Wednesday, June 26th 2019

SK Hynix Starts Mass-Producing World's First 128-Layer 4D NAND, Working on 176-Layer NAND

SK hynix Inc. announced today that it has developed and started mass-producing the world's first 128-Layer 1 Tb (Terabit) TLC (Triple-Level Cell) 4D NAND Flash, only eight months after the Company announced the 96-Layer 4D NAND Flash last year.

The 128-Layer 1 Tb NAND chip offers the industry's highest vertical stacking with more than 360 billion NAND cells, each of which stores 3 bits, per one chip. To achieve this, SK hynix applied innovative technologies, such as "ultra-homogeneous vertical etching technology," "high-reliability multi-layer thin-film cell formation technology," and ultra-fast low-power circuit design, to its own 4D NAND technology.

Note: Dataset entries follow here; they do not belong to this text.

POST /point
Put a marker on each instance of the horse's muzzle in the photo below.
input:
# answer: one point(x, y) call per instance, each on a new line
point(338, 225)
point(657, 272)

The new product provides the industry's highest density of 1 Tb for TLC NAND Flash. A number of companies including SK hynix have developed 1 Tb QLC (Quad-Level Cell) NAND products, but SK hynix is the first to commercialize the 1 Tb TLC NAND Flash. TLC accounts for more than 85% of the NAND Flash market with excellent performance and reliability.
The small chip size, the biggest advantage of the Company's 4D NAND, allowed SK hynix to realize ultra-high-density NAND Flash memory. The Company announced the innovative 4D NAND in October 2018, which combined 3D CTF (Charge Trap Flash) design with the PUC (Peri. Under Cell) technology.

With the same 4D platform and process optimization, SK hynix was able to reduce the total number of manufacturing processes by 5% while stacking 32 more layers on the existing 96-Layer NAND. As a result, the investment cost for the transition from 96-Layer to 128-Layer NAND has been reduced by 60% compared to the previous technology migration, significantly boosting investment efficiency.

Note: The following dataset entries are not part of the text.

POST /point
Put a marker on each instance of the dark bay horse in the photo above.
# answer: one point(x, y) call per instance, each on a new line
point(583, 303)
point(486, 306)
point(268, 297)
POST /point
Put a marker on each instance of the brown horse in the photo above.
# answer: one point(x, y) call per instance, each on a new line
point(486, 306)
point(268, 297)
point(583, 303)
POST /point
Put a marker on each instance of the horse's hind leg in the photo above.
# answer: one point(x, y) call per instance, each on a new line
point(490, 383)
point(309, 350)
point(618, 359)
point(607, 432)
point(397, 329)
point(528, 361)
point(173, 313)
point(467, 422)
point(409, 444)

The 128-Layer 1 Tb 4D NAND increases bit productivity per wafer by 40% compared to the Company's 96-Layer 4D NAND.

SK Hynix will start shipping the 128-Layer 4D NAND flash from the second half of this year, while continuing to roll out various solutions.

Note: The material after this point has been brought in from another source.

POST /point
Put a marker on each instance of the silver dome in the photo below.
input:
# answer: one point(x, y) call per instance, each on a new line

With its four-Plane architecture in a single chip, this product achieved a data transfer rate of 1,400 Mbps (Megabits/sec) at 1.2 V, enabling high-performance and low-power mobile solutions and enterprise SSD.

SK Hynix plans to develop the next-generation UFS 3.1 product in the first half of next year for major flagship smartphone customers. With 128-Layer 1 Tb NAND Flash, the number of NAND chips necessary for a 1 TB (Terabyte) product, currently the largest capacity for a smart phone, will be reduced by half, compared to 512 Gb NAND; it will provide customers with a mobile solution with 20% less power consumption in a 1 mm-thin package.

The Company also intends to start mass production of a 2 TB client SSD with an in-house controller and software in the first half of next year. 16 TB and 32 TB Non-Volatile Memory express (NVMe) SSDs for cloud data centers will be released next year as well.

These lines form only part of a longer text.